Несколько минут они молчали.
— Как же вы смели говорить мне это? — спросила она потом. — Даже до свадьбы договорились, a maman ваша не знает! Честно ли это, сами скажите!
— Узнает завтра.
— А если не благословит?
— Я не послушаюсь!
— А я послушаюсь — и без ее согласия не сделаю ни шагу, как без согласия бабушки. И если не будет этого согласия, ваша нога не будет в доме здесь, помните это, m-r Викентьев, — вот что!
Она быстро отвернулась от него плечом и пошла прочь.
— Я уверен в ней, как в себе… в ее согласии.
— И надо было после ее согласия заставить меня плакать!..
— Ужели вы так уйдете, не простите меня за это увлечение?..
— Мы не дети, чтоб увлекаться и прощать. Грех сделан…
— Все грешны: простите, — сегодня в ночь я буду в Колчине, а к обеду завтра здесь — и с согласием. Простите… дайте руку!
— Тогда… может быть… — сказала она, подумавши, потом поглядела на него и подала было руку.
И только он потянулся к ней, она в ужасе отдернула.
— Боже мой! Что еще скажет бабушка! Ступайте прочь, прочь — и помните, что если maman ваша будет вас бранить, а меня бабушка не простит, вы и глаз не кажите, — я умру со стыда, а вы на всю жизнь останетесь нечестны!
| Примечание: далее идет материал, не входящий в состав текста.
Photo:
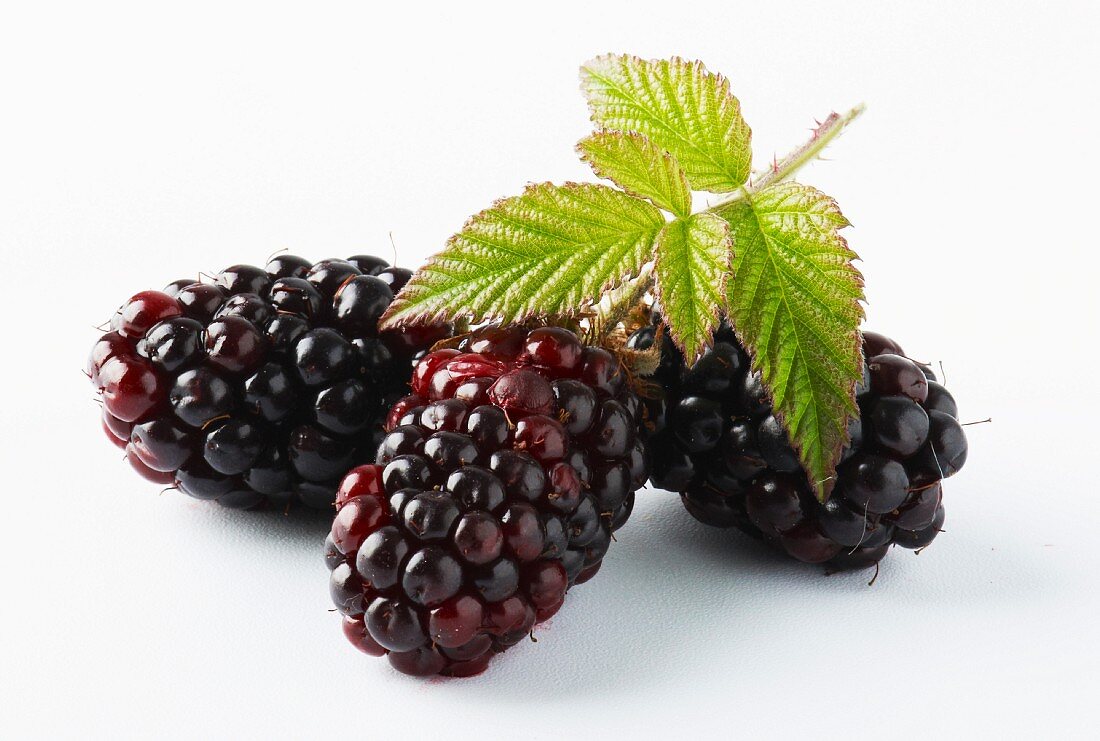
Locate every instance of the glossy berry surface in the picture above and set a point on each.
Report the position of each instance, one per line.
(496, 487)
(734, 466)
(262, 387)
Она ушла, и он проворно бросился вон из сада.
«Господи! Господи! что скажет бабушка! — думала Марфинька, запершись в своей комнате и трясясь, как в лихорадке. — Что мы наделали! — мучилась она мысленно. — И как я перескажу… что мне будет за это… Не сказать ли прежде Верочке… Нет, нет — бабушке! Кто там теперь у ней?..»
Она волновалась, крестилась, глядя на образ, пока Яков пришел звать ее к ужину.
— Не хочу! — сказала она из-за двери.
Марина пришла.
— Не хочу! — с тоской повторила она. — Что бабушка делает?
— Барыня не ужинали, спать ложатся, — сказала Марина.
Марфинька едва дождалась, пока затихло всё в доме, и, как мышь, прокралась к бабушке.
Долго шептали они, много раз бабушка крестила и целовала Марфиньку, пока наконец та заснула на ее плече. Бабушка тихо сложила ее голову на подушку, потом уже встала и молилась в слезах, призывая благословение на новое счастье и новую жизнь своей внучки. Но еще жарче молилась она о Вере. С мыслью о ней она подолгу склоняла седую голову к подножию креста и шептала горячую молитву.
Ложась осторожно подле спящей Марфиньки, бабушка перекрестила ее опять, а сама подумала:
«Добро бы Вера, а то — Марфинька, как Кунигунда… тоже в саду!.. Точно на смех вышло: это “судьба” забавляется!..»
XVII
Викентьев сдержал слово. На другой день он привез к Татьяне Марковне свою мать и, впустив ее в двери, сам дал «стречка», как он говорил, не зная, что будет, и сидел, как на иголках, в канцелярии.